La rivendicazione del Giappone come grande potenza militare
La politica estera giapponese si sviluppò su due direzioni: da una parte il governo giapponese cercava di creare legami egualitari con le grandi potenze, e dall’altra cercava di estendere il dominio militare sui vicini. Il Giappone voleva rinegoziare i trattati ineguali e nel 1894 iniziò una serie di negoziati con alcuni Paesi occidentali per abolire certi punti. Nel 1911, il Giappone poté liberamente imporre i dazi. Allo stesso tempo, il governo cercò delle alleanze militari con le potenze del momento specialmente con la Gran Bretagna, ansiosa di controbilanciare l’influenza russa in Manciuria, firmando accordi nel 1902 e nel 1905 col Giappone. Quando la corte reale coreana si appellò alla Cina per sopprimere una rivolta, nel 1894, il Giappone decise d’intervenire. Gli eserciti giapponese e cinese si scontrarono; rapidamente, parte della flotta cinese fu distrutta e il sud della Manciuria occupato. Il conflitto portò al trattato di pace di Shimonoseki, molto vantaggioso per i giapponesi. Ricevettero un grosso compenso, il controllo di Formosa e della penisola di Liaodong, in Manciuria. Quest’area strategica era il capolinea della ferrovia della Manciuria, e la città di Port Arthur era il fulcro commerciale della regione. Francia, Regno Unito e Russia, che si contendevano da tempo questo territorio, si opposero ai desideri dei giapponesi. Quest’ultimo, cauto, s’inchinò e rinunciò al Liaodong.

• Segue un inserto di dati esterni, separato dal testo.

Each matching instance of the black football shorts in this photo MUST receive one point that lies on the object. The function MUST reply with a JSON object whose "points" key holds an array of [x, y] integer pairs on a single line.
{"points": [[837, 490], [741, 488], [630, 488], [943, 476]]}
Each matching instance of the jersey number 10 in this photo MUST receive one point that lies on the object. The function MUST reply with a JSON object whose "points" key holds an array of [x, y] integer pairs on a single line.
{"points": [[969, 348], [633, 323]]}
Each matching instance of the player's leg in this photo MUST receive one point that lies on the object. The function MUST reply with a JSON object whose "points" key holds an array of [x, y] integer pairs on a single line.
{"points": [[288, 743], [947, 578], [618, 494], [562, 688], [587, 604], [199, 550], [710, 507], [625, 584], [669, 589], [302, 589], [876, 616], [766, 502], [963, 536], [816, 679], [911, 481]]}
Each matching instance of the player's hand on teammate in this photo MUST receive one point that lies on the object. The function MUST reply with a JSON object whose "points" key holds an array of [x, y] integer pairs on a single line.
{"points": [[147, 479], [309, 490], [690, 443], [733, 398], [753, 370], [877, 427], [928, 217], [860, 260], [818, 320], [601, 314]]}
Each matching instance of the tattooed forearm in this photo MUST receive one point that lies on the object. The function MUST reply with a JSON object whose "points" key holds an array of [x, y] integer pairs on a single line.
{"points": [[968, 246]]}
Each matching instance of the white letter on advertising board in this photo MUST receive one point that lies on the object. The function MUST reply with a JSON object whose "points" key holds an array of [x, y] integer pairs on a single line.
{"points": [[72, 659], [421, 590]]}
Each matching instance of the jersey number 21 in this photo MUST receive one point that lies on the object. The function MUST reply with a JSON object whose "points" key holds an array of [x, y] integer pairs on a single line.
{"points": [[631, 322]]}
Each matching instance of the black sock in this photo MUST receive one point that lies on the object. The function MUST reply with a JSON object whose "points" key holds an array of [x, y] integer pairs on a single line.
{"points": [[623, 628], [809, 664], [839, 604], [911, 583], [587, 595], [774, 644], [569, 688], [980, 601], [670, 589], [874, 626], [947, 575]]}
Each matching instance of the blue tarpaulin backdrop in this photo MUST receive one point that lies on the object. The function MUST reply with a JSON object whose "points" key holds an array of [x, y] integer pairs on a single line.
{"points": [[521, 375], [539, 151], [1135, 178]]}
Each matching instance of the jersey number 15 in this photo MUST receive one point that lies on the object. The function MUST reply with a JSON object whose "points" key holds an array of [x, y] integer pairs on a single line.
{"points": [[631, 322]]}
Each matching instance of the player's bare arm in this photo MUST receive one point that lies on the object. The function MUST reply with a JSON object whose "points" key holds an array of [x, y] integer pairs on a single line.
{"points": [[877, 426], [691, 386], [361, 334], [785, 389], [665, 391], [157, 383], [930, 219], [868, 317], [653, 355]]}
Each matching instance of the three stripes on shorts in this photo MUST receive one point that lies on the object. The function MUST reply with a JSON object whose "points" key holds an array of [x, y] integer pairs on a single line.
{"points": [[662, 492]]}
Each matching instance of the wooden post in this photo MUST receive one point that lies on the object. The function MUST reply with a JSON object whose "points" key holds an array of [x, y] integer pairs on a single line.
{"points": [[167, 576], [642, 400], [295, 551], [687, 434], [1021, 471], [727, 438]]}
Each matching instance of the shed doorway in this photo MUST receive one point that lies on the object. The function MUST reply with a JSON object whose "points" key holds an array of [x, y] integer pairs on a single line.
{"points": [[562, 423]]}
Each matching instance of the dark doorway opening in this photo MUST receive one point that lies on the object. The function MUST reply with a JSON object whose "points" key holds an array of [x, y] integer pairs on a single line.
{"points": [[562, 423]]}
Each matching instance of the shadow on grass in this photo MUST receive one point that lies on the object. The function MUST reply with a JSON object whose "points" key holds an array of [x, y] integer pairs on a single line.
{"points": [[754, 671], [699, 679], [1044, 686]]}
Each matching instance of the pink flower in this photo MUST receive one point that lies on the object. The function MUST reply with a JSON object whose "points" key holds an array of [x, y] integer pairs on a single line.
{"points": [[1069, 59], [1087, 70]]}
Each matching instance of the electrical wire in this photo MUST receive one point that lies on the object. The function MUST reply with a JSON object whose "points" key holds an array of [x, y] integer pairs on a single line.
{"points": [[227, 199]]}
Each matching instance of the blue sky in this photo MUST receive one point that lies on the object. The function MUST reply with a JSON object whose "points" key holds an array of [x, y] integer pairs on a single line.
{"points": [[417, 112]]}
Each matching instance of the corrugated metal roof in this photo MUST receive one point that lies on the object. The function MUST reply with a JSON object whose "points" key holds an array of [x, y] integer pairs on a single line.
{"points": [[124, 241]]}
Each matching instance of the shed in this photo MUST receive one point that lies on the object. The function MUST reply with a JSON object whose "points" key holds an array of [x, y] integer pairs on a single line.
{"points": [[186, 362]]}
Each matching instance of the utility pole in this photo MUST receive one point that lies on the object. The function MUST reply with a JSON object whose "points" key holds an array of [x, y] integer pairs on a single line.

Il successivo obiettivo fu la Corea. Non appena firmato il trattato del 1904, il Giappone attaccò la Russia in Manciuria e ottenne una rapida vittoria. La Russia, considerata una delle grandi potenze dell’epoca, capitolò nel 1905. Questa fu la prima vittoria di un Paese non occidentale su uno occidentale. Fu un evento incredibile che emozionò occidente ed Oriente. Il trattato di Portsmouth fu firmato lo stesso anno. La Russia riconobbe il dominio monetario, politico e militare del Giappone sulla Corea, annessa nel 1910. Gli interessi russi in Manciuria passarono ai giapponesi. Inoltre, il trattato conferì ai vincitori il controllo della penisola di Liaodong e della ferrovia della Manciuria, così come del sud di Sakhalin. Il potere militare del Giappone fu ben consolidato dopo questi due conflitti. Nacque anche lo spirito nazionalista di massa. Nel 1905 molti giapponesi, insoddisfatti del trattato di Portsmouth e desiderosi di altro, si ribellarono ad Hibiya. Fu la prima protesta popolare di questo carattere a scuotere il Paese. Da quel momento, il Giappone cercò d’estendere l’influenza in Cina.